My fellow Americans:

As President of these United States, it is my sad duty
to inform you that our planet has been hijacked by
aliens from the planet Sagan, of the Georgeclooneyan
star system.

We’re no longer in our regular orbit; we’re traveling
at the speed of 1,000 miles per minute toward Sagan,
powered by a super-powerful magnetic force, which the
aliens created by burying thousand of iron blocks, each
weighing 100 tons, deep inside the Sahara Desert.

Afterward they flew in their magnetic ship, which is
roughly three times the size of Manhattan & exerts a
pulling or pushing force of roughly 50,000 vashnikas
per square drastas.

In 10 hours or so we’ll start experiencing very cold
temperatures, something like -40 degrees, so please be
prepared.

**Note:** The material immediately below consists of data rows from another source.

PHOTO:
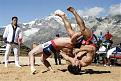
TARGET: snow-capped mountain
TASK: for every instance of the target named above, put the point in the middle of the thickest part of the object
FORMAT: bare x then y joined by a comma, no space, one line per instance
44,29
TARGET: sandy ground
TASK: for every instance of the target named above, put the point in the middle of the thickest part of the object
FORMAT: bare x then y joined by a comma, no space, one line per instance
99,73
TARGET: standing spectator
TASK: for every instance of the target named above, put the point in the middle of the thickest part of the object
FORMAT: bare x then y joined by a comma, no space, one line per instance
13,38
101,37
108,40
57,56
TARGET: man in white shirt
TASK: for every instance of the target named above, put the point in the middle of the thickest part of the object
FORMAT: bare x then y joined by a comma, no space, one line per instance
13,37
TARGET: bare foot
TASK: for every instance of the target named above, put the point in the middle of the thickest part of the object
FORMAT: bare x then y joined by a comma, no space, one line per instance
71,9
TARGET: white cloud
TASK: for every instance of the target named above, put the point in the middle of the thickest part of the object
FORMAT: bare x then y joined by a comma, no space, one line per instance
95,11
115,9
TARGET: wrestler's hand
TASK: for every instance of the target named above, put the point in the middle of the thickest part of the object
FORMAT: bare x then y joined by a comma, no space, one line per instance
76,51
71,9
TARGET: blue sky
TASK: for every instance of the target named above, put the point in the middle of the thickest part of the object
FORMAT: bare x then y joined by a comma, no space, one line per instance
28,10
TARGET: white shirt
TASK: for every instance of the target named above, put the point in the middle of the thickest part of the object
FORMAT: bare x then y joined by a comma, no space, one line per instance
8,33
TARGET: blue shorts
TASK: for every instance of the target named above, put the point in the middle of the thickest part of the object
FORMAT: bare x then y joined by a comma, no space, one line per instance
48,48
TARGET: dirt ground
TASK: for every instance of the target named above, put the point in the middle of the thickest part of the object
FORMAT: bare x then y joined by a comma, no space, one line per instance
98,73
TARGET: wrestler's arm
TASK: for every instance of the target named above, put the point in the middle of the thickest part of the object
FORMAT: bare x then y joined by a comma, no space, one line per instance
75,37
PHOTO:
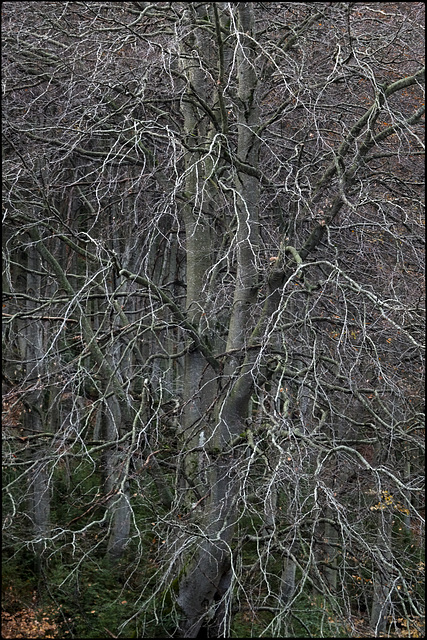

In two weeks the opposite will be true: the
temperature will average about 150 degrees Fahrenheit.

Finally, I received a communication by telepathic messenger
from the leader of Sagan, and he assured me that our planet
& people would be safe.

He said that when we reach our destination in approximately
two years, Earth will start its orbit around Sagan at a
distance of only 200 miles, and will be used mainly for the
course “Planetary Mismanagement 101,” and also as a cosmic
zoo. The prudent thing to do is to stay calm, or as calm
as one can be under the circumstances.

God bless us all & the best to you, my fellow Americans,
from your president, Bruno Mars; Vice-President Paris
Hilton also sends her wishes to all for a safe journey.